Health and safety procedures, just as we have seen over the past two years, will remain a priority in 2022 as travelers will not feel safe traveling unless there are procedures in place. strict rules in place, for example, temperature checks for entering the airport, pre-flight safety and hygiene briefings, pre-flight testing and testing measures on arrival. The travel industry must continue to embrace technological advancements to achieve this, with contactless technology already helping travelers maintain social distancing and personal hygiene. For example, Collinson’s Ready 2 Order digital food and drink ordering solution (currently being piloted in select lounges in India) ensures that customers can access food and drink by ordering via a QR code or by pressing an NFC-enabled device on the signage at each table or seat in the airport lounge while resting comfortably and maintaining social distancing.

Closer collaboration

Continued collaboration between governments and the wider travel ecosystem remains essential and more progress needs to be made in 2022. It is essential to advance the design and implementation of interoperable health and passport applications as as travel borders begin to reopen.
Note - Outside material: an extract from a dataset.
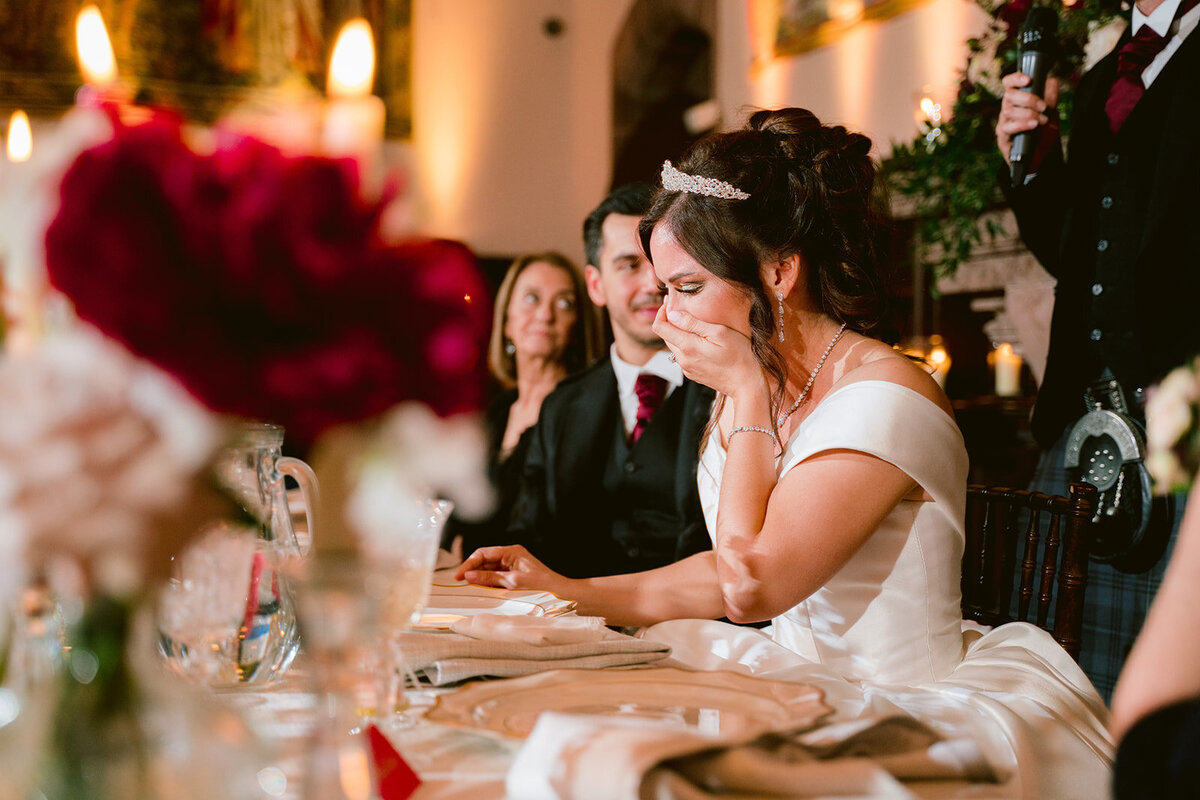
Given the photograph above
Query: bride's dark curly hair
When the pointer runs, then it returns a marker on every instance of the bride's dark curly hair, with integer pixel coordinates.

However, challenges remain with the Collinson x CAPA survey revealing that 74% of respondents expressed concern about reports of COVID-19 test results and fraudulent vaccination passports. The industry must ensure that it works together to address these personal data concerns and issues of trust, both by the public and between governments.

Need for global herd immunity

Finally, it is widely recognized that global herd immunity will be the main driver of a return to normality. Vaccine inequality is a major obstacle, however, initiatives such as Collinson’s partnership with the WHO Foundation for their global “Go Give One” campaign are intended to help countries facing this issue. Recognizing the role that governments and organizations in the travel ecosystem must play, we have also formed the Global Travel Sector Vaccine Coalition – currently made up of Collinson, Virgin Atlantic and the Pacific Asia Travel Association, alongside the WHO Foundation. We encourage more travel organizations to join in to be a positive force in helping global immunity.

Positive steps towards 2022

While many challenges remain, encouraging signs suggest that the worst is behind us. The aviation industry has taken many positive steps to help secure global travel recovery – with IATA announcing that industry net losses are expected to narrow to $11.6 billion in 2022 after a loss by $51.8 billion in 2021. Domestic travel in India has also seen encouraging growth, with domestic air traffic growing by 52% year-on-year (3) in December 2021.

In 2022, we can expect more turbulence, but key to the future of the travel industry is collaboration between the private and public sectors to ensure that we work collectively for a safe return.

The author Priyanka Lakhani is Senior Vice President, Commercial EMEA, Collinson. She has over 20 years of experience designing and implementing customer engagement and retention strategies.